For a general interval [a, b]: transform via x = (b+a)/2 + (b-a)/2 · t.
Adaptive Quadrature
Automatically refine the mesh where the integrand is difficult.
Algorithm:
- Estimate integral on [a, b] with a simple rule (S₁).
- Subdivide: estimate on [a, m] and [m, b] separately (S₂).
- If |S₂ - S₁| < tolerance: accept S₂.
- Else: recursively subdivide each half.
Concentrates function evaluations where the integrand varies rapidly.
Gauss-Kronrod: Embeds a Gauss rule within a higher-order rule to estimate error without extra evaluations.
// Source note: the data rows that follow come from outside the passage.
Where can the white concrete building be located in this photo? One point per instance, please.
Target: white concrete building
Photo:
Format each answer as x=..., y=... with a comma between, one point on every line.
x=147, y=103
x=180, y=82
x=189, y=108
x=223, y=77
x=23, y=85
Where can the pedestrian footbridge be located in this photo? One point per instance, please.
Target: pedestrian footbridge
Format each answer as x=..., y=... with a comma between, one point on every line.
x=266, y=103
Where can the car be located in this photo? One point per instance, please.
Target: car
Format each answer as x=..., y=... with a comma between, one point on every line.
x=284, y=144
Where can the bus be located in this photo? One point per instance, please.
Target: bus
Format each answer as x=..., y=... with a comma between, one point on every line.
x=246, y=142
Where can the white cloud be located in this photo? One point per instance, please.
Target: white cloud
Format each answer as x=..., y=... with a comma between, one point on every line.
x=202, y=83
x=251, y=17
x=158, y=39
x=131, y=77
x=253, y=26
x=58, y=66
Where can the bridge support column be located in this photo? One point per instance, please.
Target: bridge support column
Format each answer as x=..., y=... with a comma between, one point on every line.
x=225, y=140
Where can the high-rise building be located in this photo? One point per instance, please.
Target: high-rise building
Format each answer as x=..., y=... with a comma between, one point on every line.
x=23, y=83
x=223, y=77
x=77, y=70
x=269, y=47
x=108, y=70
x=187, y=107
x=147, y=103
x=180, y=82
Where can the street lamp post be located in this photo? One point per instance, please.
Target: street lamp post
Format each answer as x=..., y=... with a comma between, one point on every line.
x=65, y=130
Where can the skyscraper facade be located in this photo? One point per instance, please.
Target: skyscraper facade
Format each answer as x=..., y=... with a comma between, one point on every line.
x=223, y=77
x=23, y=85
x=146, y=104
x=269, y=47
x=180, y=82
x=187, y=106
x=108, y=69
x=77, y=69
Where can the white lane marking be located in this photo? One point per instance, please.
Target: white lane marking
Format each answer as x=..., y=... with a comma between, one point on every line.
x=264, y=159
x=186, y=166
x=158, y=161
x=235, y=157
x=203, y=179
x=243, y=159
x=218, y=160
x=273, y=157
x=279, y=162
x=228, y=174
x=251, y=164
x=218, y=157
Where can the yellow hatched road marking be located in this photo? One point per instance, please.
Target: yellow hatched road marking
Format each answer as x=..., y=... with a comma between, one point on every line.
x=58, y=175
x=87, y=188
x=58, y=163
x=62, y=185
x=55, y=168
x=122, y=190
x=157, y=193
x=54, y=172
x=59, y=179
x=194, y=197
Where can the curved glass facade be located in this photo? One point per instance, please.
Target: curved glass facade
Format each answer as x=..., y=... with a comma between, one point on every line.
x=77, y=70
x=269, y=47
Used in GSL, QUADPACK (the standard).
Romberg Integration
Apply Richardson extrapolation to the composite trapezoidal rule.
Build a table:
T(1,1)
T(2,1) T(2,2)
T(3,1) T(3,2) T(3,3)
...
where T(k,1) uses 2^(k-1) subintervals, and T(k,j) = extrapolation.
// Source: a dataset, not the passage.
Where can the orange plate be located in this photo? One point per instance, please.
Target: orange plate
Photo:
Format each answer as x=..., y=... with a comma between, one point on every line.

T(k,2) = Simpson's rule. T(k,3) = Boole's rule. Each column gains two orders of accuracy.
Monte Carlo Integration
Estimate ∫f(x)dx by random sampling:
∫ₐᵇ f(x)dx ≈ (b-a)/N · Σᵢ f(xᵢ) where xᵢ ~ Uniform(a, b)
Error: O(1/√N) regardless of dimension. Crucial for high-dimensional integrals where deterministic methods fail (curse of dimensionality).
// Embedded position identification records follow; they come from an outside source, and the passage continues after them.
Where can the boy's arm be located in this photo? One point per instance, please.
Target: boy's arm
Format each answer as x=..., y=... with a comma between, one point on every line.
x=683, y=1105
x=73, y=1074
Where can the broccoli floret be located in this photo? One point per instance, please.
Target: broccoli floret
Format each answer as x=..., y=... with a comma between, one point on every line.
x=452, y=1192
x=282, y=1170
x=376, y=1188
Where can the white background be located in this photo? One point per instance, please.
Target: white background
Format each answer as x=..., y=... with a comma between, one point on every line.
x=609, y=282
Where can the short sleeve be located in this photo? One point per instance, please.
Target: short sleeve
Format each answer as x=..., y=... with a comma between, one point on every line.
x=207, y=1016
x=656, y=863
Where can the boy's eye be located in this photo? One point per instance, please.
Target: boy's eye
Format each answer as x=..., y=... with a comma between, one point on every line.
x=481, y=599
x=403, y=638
Importance sampling: Sample from a distribution q(x) concentrated where f is large:
∫ f(x)dx = ∫ (f(x)/q(x)) · q(x)dx ≈ (1/N) Σ f(xᵢ)/q(xᵢ)
Reduces variance.
Quasi-Monte Carlo: Use low-discrepancy sequences (Halton, Sobol) instead of random points. Achieves O(1/N) or better (vs O(1/√N) for random).
Multi-Dimensional Integration
Product rules: Tensor product of 1D rules. n^d points for d dimensions — exponential growth!
Sparse grids (Smolyak): Reduce the number of points from n^d to O(n(log n)^(d-1)). Practical for d ≤ 10-20.
Monte Carlo: Error O(1/√N) independent of d. The only practical choice for d ≫ 10.
Applications in CS
- Machine learning: Gradient computation (automatic differentiation preferred over finite differences). Numerical integration in Bayesian inference (MCMC, variational).
- Computer graphics: Integrating lighting equations (Monte Carlo path tracing). Importance sampling for noise reduction.
- Scientific computing: Solving PDEs (finite differences for spatial derivatives). Quadrature for finite element methods.
- Signal processing: Numerical Fourier transform. Filter coefficient computation.
- Finance: Option pricing via Monte Carlo. Greeks (sensitivities) via finite differences.
- Physics simulation: Numerical integration of forces, energy computation.
- Probabilistic programming: Computing expectations, marginal likelihoods, evidence.